Exactly. Especially dried fruit. Of course fruit is better than a slice of cake, but you still have to be mindful about how much fruit you eat. Better that it's spread throughout the day rather than in one setting.
OP sounds a bit preachy. Reading some articles doesn't make you expert. I'm not sure what you are trying to achieve. Why do you feel the need to have a perfectly healthy diet? You are verging on orthorexia territory.

wombat15 · 12/04/2025 23:07

Itchybritches · 12/04/2025 22:52

‘Sugar in fruit has little impact on our blood sugar levels’
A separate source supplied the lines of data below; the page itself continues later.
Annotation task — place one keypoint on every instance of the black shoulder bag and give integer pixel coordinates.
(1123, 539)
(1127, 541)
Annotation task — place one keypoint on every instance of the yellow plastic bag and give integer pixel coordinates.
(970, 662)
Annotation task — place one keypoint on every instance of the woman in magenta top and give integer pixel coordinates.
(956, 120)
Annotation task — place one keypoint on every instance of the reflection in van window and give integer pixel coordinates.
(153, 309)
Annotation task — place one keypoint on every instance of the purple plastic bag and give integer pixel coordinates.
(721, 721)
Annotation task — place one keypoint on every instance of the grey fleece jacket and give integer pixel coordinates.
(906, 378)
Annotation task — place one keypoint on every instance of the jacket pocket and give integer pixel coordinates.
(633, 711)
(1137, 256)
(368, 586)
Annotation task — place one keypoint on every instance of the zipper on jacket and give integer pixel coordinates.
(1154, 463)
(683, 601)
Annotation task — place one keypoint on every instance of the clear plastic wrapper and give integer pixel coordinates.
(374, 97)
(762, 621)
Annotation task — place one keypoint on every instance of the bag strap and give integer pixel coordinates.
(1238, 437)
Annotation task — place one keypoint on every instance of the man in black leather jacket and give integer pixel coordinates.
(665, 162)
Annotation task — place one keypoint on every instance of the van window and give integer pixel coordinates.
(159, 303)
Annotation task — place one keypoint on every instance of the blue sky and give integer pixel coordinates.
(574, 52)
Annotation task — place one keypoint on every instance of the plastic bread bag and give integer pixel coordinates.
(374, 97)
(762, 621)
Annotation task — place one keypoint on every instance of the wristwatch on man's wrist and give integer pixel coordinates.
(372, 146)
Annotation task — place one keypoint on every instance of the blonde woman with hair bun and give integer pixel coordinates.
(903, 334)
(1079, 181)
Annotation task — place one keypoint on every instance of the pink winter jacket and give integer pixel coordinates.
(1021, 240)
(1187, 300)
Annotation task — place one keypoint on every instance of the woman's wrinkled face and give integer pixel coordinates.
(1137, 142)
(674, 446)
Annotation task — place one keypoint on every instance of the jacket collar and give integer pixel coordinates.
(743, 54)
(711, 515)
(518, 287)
Yep, you’re not as knowledgeable as you think, OP. Ask any diabetic or woman with gestational diabetes. I was both of those and had to monitor my blood closely. Thankfully due to keto and having had my baby some time ago, my diabetes was reversed.

Sugar in fruit has little impact on our blood sugar levels of healthy people without diabetes though.

321user123 · 12/04/2025 23:08

While I agree that fruit isn’t bad for us, nor - usually- their carb content as they also contain quite a bit of fibre which probably 80% of people do not get enough of.
However, fruit DOES INDEED have quite a large blood sugar rise depending on type of fruit and quantity.

What fruit are we talking about berries or grapes, apple or banana, mango or dates?

Now for a healthy adult, blood sugar rises are fine if moderate as long as body has enough time to recover before the next spike appears.
the risk is constant spikes or very large ones over the years will lead to insulin resistance (which you will not be able to test for until it’s too late and the doctor notice your hbA1C is starting to rise and warns you you’re heading into pre-diabetes).
Unfortunately by that point you’ve had insulin resistance for (likely) years.

You can verify the above by wearing a CGM device.
This post is just to put some info out.

Personally, I believe we need to go back to teaching nutrition, diet, health and home economics at school.

GarlicSmile · 12/04/2025 23:09

Eachpeachpearprune · 12/04/2025 22:53

I didn’t say all…but most. Personally, from that list, I wouldn’t add palm oil, sugar, spirit vinegar or rapeseed oil to my bread or think them necessary so I prefer homemade and would rather buy the seeds to add.

Edited

I'm no perfectionist; can you really be? This bread's under £1.20 for a large loaf. It lasts twice as long as one of my home-made. It contains zero long-name ingredients. They probably use more sugar than me (they're offsetting it with the vinegar) but their recipe evidently beats the soya into submission: the bread really is soft & bouncy.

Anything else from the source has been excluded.